Allen Lane, the publisher who created Penguin and became the father of the paperback revolution, was another classic outsider. Born in Bristol in 1902, he left school at 16 and learned the book business on the shop floor, stacking shelves. In the 1920s, Lane was among the first to understand that the impact of the first world war, successive education acts and votes for women had created a potentially huge mass market for cheap books in soft covers. But it wasn't until he took a frustrating train journey to the West Country to stay with his friend, the young crime writer Agatha Christie, that he stumbled on his opportunity.

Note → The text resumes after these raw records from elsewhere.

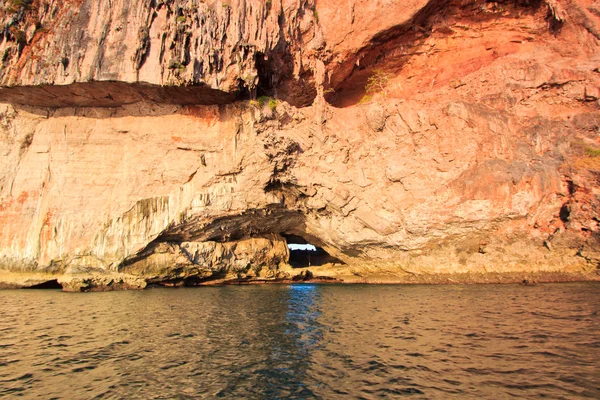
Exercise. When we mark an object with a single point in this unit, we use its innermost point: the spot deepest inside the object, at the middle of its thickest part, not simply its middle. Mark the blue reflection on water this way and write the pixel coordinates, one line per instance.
(302, 317)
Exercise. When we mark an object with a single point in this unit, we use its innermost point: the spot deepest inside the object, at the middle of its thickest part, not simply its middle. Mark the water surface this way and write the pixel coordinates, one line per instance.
(303, 341)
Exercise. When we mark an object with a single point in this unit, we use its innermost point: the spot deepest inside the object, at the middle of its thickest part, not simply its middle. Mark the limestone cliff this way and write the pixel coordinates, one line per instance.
(180, 142)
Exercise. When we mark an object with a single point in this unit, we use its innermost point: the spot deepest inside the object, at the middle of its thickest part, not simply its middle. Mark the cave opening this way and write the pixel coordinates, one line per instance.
(51, 284)
(305, 254)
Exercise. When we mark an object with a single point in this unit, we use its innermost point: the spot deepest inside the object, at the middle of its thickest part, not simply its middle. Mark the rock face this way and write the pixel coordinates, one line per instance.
(412, 141)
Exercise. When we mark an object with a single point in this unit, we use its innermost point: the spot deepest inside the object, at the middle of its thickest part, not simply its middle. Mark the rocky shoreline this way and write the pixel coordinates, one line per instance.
(101, 282)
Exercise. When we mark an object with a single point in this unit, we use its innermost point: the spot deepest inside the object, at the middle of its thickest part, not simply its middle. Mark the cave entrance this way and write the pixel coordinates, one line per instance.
(304, 254)
(51, 284)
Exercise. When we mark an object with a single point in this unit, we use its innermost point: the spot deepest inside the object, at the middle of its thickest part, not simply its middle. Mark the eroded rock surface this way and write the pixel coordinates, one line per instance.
(475, 154)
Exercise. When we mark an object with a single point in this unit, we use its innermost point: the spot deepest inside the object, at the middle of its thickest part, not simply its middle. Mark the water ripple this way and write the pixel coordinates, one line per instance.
(303, 342)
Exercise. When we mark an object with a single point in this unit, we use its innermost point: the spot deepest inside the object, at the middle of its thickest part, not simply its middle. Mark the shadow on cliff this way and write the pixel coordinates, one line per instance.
(389, 51)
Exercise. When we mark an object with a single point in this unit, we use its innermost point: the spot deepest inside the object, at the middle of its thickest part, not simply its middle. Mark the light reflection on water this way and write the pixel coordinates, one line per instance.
(303, 341)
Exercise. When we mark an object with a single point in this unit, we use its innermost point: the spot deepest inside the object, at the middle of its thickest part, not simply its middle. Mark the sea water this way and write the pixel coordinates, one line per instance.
(303, 341)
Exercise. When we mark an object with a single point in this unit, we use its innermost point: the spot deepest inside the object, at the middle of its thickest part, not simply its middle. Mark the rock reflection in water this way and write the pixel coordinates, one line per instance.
(303, 341)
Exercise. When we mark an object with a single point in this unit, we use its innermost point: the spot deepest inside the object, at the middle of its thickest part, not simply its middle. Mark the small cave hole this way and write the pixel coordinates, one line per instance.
(52, 284)
(304, 254)
(565, 213)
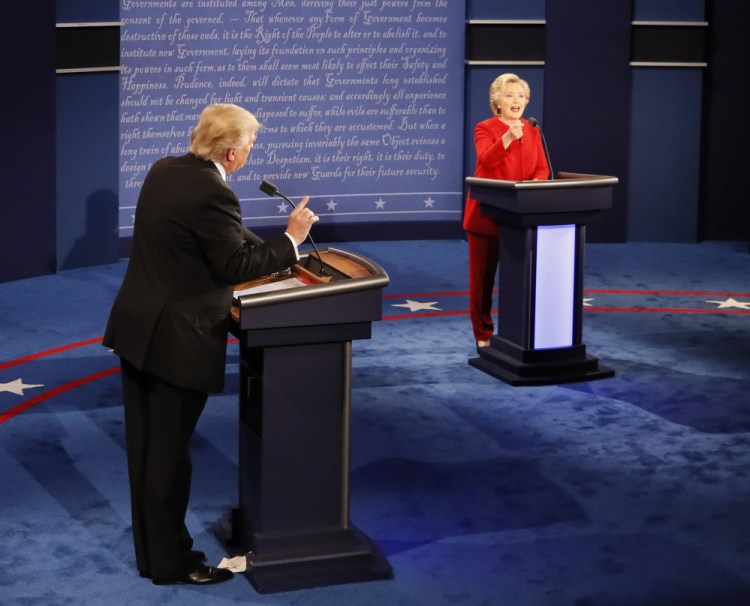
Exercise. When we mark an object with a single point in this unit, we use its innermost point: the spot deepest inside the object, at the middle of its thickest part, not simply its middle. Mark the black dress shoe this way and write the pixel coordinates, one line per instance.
(201, 575)
(194, 557)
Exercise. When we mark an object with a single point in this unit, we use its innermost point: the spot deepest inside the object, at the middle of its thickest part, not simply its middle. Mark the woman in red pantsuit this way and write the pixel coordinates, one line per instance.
(508, 148)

The story goes that, waiting for his connection at Exeter, Lane could find nothing worth reading on the station bookstall – still an all-too familiar experience. Whereupon Allen Lane had his eureka moment: inexpensive books, in paper covers, at sixpence apiece – the price of a packet of cigarettes. Cheap, attractive paperback editions for a new generation of readers. Bingo! The old guard in London's clubland was horrified. "Far too risky. Far too popular. This fellow threatens the heart and soul of the hardback business." But Lane forged ahead. In 1935 he set up Penguin to produce nothing but paperbacks. He also pioneered the idea of a brand. A uniform type-face. Those famous colour codes: orange for fiction, green for crime, and black for classics. Lane's brainwave was the biggest single book innovation of the 20th century, and in its day the equal of the ebook. For a while, his idea dominated the market. Households across Britain began sprouting those colour-coded spines. A format that at the outset seemed to threaten vested interests became an object of veneration.
Another timely lesson from the Penguin story is Lane's confidence in the taste of the ordinary reader. It has become commonplace, in culturally nervous times, to disparage the mass market. See, for instance, virtually any review of Dan Brown's Inferno or the critical indifference shown towards a popular writer such as Bernard Cornwell.